Quais são as marcas físicas e psicológicas que uma guerra deixa em quem participou efetivamente dela, além do rastro de destruição e morte por onde passou? Foi pensando nisso que a fotógrafa e jornalista inglesa Lalage Snow decidiu, aos 29 anos, fazer um registro do antes, do durante e do depois da vida de soldados enviados para uma operação de guerra de oito meses no Afeganistão, em 2010. “Queria mostrar como as grandes decisões afetam as “pequenas” pessoas”, contou, em entrevista à Marie Claire, diretamente de Cabul, onde vive atualmente.

Os registros fazem parte da série fotográfica “We are the not dead” (em tradução livre, “Não estamos mortos”).

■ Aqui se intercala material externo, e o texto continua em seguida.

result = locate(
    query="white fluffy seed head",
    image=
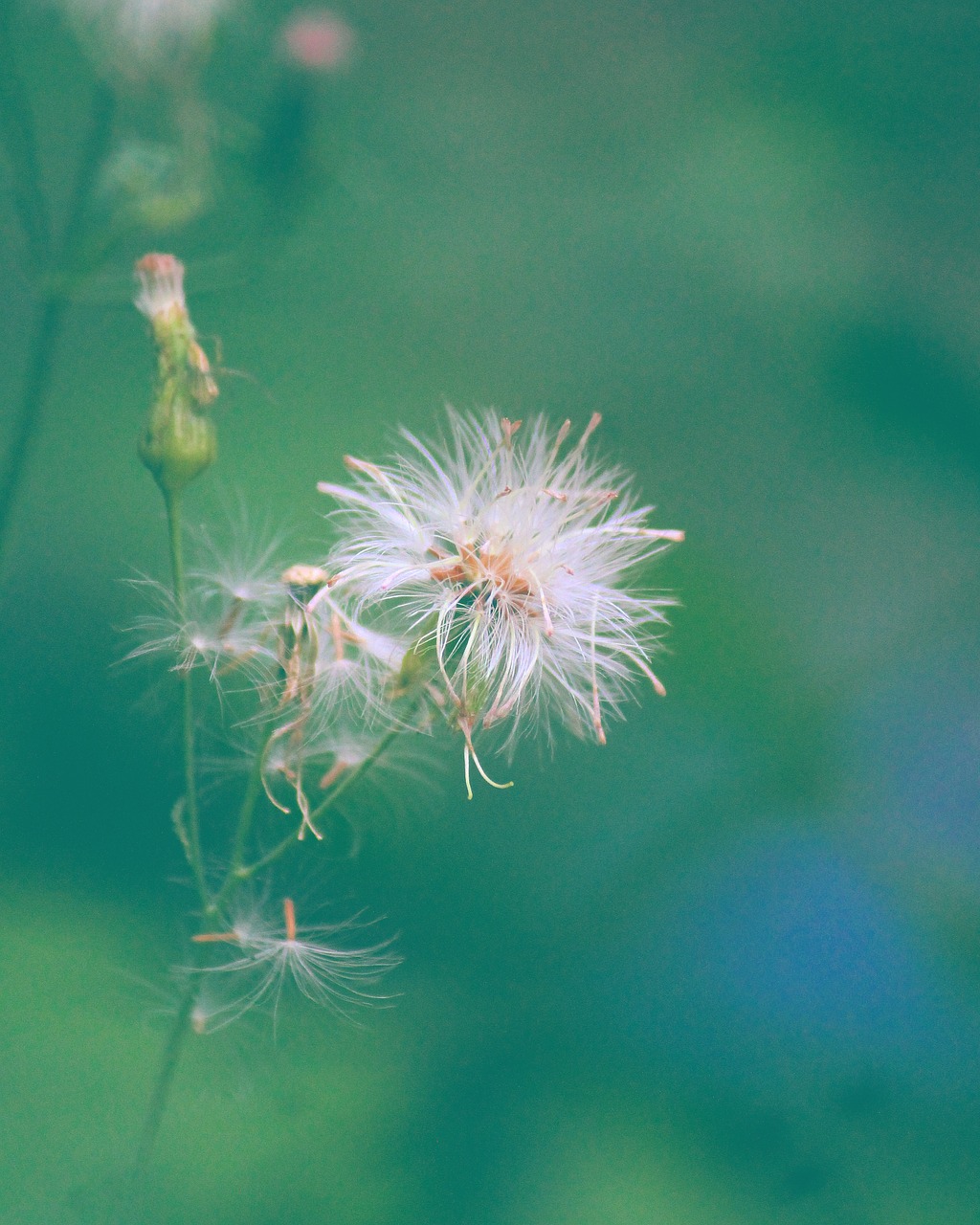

Ao todo, quase quarenta soldados do Primeiro Batalhão do Regimento Real da Escócia foram retratados pelas lentes de Lalage após três meses que estavam no país e dias depois que voltaram para casa. “Quando comecei o projeto, não esperava que as mudanças seriam tão fortes”. As imagens e as entrevistas mostram a expectativa, o medo, a saudade e, em muitos casos, as experiências traumáticas que viveram. “Eles amadureceram muito”, diz.

Hoje, aos 32 anos, Lalage continua registrando o dia-a-dia do país para diversos jornais internacionais. “Foi um tempo de formação para mim e, certamente, mudei muito. Passei a apreciar mais a vida e parei de me preocupar com coisas mesquinhas”, diz. Confira a entrevista e a galeria com outras imagens de soldados retratados por Lalage.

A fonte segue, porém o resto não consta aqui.